In line with this intuition and goal, Pope Francis wrote in his recent Apostolic Exhortation, The joy of the Gospel—Evangelii Gaudium (EG): “We cannot demand that peoples of every continent, in expressing their Christian faith, imitate modes of expression which European nations developed at a particular moment of their history, because the faith cannot be constricted to the limits of understanding and expression of any one culture. It is an indisputable fact that no single culture can exhaust the mystery of our redemption in Christ” (EG 118). The core of Nyamiti’s work captured this truth.
Who Christ is for Africa
One outstanding contribution by Nyamiti to theological discourse in Africa that will be remembered above all, is in the area of Christology. Who is Jesus for Africa? Who is Jesus for Africans in their cultural milieu?
Early on in his reflections, Nyamiti proposed the image of ‘ancestor’ to depict the identity, mission and ministry of Jesus as one that the majority of African peoples could easily understand and relate to. His African Ancestral Christology has been lauded throughout the continent as a theological breakthrough. Nyamiti’s seminal publication in this area, titled, Christ as our Ancestor—Christology from an African perspective, is identified as “monumental” by one of his former students, Prof. Patrick N. Wachege.
In many of his writings, Nyamiti constantly returned to this theme as central, as well in terms of appreciating the mission and ministry of the Church in Africa. In view of the values rooted in the African worldview, as was explained previously, Jesus is the Ancestor par excellence in the “Family-called-Church” or in “the-Church-as-Family”. Canadian Africanist scholar, Diane B. Stinton explains why, on account of the indisputable “vital role” ancestors play in African life, the vast majority of African theologians “lend various degrees of assent and priority” to this image of Jesus Christ as our Ancestor.
On this issue, Nyamiti was not merely theoretical. He put it quite clearly that the “most decisive step” in the development of African (Ancestral) Christology will only come when “it is allowed to enter into the magisterial teaching of the Church”. His call to African theologians and the African Church at large is that the goal of Christological thinking in the African continent should be to enable this perception of Jesus Christ “to influence, as far as possible, the doctrinal formulations of African bishops’ conferences and synods”.
Even during his earthly life, Nyamiti was popularly known and referred to by his students as ‘ancestor’, on account of his wisdom. Now that he has gone to join the ancestors in reality, the African Church must remember what an African saying reminds us all: “To forget one’s ancestors is to be a brook without a source, a tree without roots”. It is a grave responsibility we owe to this illustrious giant of African theology, Charles Nyamiti.

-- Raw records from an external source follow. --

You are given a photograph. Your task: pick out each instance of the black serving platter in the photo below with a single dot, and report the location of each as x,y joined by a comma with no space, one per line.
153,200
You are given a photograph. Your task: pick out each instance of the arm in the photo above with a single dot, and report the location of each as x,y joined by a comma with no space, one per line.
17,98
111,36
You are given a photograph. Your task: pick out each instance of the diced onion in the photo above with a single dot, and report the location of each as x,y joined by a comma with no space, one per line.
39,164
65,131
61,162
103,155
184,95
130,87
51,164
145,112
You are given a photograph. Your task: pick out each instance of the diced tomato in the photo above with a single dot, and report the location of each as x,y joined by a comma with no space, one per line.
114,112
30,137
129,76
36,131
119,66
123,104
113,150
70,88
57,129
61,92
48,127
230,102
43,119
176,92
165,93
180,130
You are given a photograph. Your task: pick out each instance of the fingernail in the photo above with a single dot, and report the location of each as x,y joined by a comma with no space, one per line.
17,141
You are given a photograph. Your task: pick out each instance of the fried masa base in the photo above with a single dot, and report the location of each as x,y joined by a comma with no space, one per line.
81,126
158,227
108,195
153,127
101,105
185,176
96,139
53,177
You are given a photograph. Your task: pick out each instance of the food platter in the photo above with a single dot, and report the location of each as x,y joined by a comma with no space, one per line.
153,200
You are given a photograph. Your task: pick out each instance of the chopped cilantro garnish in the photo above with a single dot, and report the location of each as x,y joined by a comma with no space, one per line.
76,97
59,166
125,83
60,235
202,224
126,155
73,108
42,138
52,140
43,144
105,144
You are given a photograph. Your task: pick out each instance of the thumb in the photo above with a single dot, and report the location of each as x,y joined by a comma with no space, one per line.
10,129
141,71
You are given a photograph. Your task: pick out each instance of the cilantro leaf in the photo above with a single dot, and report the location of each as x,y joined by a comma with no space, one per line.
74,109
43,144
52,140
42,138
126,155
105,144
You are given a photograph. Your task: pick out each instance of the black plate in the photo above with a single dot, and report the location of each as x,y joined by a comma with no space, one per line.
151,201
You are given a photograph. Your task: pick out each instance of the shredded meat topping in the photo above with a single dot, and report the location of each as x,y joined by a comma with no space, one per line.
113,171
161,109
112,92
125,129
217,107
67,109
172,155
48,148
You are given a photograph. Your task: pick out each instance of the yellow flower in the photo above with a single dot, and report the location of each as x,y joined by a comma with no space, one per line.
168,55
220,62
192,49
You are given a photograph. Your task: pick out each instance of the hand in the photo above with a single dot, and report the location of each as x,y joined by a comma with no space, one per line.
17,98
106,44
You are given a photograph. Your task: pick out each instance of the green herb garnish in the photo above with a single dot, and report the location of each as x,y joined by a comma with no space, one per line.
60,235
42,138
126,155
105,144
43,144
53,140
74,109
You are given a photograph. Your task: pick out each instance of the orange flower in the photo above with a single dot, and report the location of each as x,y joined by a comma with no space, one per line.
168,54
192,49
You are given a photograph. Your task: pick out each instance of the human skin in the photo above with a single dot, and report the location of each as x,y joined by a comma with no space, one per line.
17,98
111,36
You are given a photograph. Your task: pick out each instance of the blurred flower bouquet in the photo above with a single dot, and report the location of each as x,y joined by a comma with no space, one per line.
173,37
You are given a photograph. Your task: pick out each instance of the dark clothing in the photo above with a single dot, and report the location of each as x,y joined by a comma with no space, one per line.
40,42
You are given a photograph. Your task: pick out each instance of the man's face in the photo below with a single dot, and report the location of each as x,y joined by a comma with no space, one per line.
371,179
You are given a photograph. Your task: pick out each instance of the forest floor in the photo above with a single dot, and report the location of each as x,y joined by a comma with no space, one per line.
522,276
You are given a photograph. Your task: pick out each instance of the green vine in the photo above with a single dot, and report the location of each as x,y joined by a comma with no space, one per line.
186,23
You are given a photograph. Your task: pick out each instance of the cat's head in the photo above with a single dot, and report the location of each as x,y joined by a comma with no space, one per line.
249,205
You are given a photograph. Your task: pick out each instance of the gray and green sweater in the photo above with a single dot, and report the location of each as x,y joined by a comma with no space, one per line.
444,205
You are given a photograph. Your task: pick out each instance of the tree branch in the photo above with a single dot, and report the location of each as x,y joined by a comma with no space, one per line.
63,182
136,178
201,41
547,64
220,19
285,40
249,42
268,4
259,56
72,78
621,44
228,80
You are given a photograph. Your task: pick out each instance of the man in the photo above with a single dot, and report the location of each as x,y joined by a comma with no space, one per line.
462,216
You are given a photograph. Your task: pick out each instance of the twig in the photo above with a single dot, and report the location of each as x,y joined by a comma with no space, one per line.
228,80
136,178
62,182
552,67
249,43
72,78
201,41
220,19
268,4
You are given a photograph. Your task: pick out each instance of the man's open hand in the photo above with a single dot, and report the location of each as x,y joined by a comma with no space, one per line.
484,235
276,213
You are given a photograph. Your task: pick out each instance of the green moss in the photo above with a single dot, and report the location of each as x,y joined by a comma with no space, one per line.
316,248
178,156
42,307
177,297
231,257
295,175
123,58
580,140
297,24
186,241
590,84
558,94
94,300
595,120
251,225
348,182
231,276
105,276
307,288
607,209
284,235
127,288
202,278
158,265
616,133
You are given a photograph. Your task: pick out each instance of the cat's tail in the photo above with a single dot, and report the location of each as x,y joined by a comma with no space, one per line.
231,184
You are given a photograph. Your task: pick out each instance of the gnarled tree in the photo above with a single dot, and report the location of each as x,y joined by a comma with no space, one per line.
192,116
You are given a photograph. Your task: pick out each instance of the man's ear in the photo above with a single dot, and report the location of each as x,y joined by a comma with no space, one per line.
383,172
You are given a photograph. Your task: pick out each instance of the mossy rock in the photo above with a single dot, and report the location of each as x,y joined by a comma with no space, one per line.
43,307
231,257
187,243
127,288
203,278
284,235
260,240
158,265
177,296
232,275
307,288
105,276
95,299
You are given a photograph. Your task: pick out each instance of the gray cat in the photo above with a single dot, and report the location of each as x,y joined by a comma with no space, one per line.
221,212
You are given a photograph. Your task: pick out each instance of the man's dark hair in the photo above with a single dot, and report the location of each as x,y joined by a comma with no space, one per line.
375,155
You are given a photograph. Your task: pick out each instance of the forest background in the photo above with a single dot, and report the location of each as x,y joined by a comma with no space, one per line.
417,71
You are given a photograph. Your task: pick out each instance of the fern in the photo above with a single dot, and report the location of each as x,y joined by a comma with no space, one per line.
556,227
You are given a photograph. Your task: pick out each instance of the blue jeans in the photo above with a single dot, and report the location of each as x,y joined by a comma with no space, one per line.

The Scriptures similarly enjoin Christians in this regard: “Remember your leaders. They taught God’s message to you. Remember how they lived and died, and copy their faith. Jesus Christ is the same yesterday, today, and forever. Do not let all kinds of strange teachings lead you into the wrong way. Depend only on God’s grace for spiritual strength, not on rules about foods. Obeying those rules does not help anyone.” (Heb 13: 7–9).
The African Church remains ever grateful to God for the life and theological thought of Prof. Charles Nyamiti.